Le Fou

Publié par Mamasperger

Recueil dont est extrait ce texte.

Recueil dont est extrait ce texte.

Vous me demandez comment je devins fou. Cela m'arriva ainsi : un jour, bien avant que de nombreux dieux ne fussent nés, je m'éveillai d'un profond sommeil et trouvai tous mes masques volés, les sept masques que j'ai façonnés et portés durant sept vies ; je courus alors sans masques à travers les rues en criant : "Aux voleurs ! Aux voleurs ! Aux maudits voleurs !"

Hommes et femmes se moquèrent de moi ; de crainte certains coururent vers leurs maisons.

Et quand j'atteignis la place du marché, un jeune homme, debout sur le toit d'une maison, s'écria : "C'est un fou." Je levai la tête pour le regarder ; le soleil embrassa mon visage nu pour la première fois. Pour la première fois le soleil embrassa mon visage nu et mon âme s'enflamma d'amour pour le soleil, et je ne voulus plus de mes masques. Et comme dans une extase je m'écriai : "Bénis, bénis soient les voleurs qui me délestèrent de mes masques !"

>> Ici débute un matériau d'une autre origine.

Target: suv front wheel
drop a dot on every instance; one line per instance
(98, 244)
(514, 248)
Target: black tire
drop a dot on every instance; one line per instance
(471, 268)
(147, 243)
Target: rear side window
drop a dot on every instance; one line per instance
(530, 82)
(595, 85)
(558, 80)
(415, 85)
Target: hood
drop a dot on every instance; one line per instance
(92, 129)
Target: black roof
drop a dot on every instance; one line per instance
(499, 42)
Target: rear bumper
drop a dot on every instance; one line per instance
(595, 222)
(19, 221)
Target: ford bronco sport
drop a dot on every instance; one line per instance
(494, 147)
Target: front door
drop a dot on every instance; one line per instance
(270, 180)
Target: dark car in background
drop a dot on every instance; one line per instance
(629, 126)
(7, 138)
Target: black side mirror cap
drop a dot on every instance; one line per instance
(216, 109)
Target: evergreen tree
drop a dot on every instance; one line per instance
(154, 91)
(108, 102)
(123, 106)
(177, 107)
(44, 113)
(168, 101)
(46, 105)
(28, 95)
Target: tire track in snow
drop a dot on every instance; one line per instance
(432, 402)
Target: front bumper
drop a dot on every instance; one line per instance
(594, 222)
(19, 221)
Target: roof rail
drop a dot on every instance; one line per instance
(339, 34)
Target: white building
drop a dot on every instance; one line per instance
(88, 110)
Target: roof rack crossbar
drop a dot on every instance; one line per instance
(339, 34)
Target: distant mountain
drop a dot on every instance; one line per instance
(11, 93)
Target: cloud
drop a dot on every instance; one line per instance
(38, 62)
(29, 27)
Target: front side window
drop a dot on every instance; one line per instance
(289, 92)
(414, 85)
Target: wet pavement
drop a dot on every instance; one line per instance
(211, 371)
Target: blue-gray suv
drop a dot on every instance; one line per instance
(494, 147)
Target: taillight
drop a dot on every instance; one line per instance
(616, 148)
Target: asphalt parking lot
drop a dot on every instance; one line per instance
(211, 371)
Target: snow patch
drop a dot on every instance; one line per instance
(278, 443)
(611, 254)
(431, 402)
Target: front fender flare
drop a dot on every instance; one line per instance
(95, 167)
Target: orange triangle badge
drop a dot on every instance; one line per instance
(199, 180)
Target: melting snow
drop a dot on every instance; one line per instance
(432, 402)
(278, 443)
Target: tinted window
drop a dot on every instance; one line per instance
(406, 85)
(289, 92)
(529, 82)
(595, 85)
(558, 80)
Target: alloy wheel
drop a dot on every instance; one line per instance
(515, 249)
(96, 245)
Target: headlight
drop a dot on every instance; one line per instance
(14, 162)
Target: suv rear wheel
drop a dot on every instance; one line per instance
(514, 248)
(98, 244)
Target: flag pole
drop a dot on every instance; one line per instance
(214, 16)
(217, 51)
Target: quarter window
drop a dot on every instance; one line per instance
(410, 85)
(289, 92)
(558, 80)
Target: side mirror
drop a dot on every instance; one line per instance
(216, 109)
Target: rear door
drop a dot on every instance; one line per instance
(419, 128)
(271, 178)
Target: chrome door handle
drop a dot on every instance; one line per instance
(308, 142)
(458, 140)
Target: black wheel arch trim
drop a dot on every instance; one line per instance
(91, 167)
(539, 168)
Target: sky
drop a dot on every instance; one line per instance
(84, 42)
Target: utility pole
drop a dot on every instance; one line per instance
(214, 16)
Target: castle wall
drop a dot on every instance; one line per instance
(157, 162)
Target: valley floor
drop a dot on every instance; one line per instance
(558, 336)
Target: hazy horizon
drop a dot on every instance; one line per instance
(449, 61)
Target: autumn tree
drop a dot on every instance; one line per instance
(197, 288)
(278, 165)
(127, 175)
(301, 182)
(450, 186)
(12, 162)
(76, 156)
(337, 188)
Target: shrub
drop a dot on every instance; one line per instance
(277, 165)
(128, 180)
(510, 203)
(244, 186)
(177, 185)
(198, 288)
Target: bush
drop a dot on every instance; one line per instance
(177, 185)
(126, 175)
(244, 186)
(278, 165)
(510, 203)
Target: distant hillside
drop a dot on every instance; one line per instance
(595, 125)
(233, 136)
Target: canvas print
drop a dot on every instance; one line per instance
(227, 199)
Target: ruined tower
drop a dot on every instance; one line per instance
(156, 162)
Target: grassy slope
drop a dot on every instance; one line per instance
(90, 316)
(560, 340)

C'est ainsi que je devins un fou.

Et dans ma folie, j'ai retrouvé à la fois ma liberté et ma sécurité ; la liberté d'être seul et la sécurité de n'être pas compris ; car ceux qui nous comprennent asservissent une part de nous.

Mais je ne devrais pas être trop fier de ma sécurité. Même un voleur dans sa geôle est à l'abri d'un autre voleur.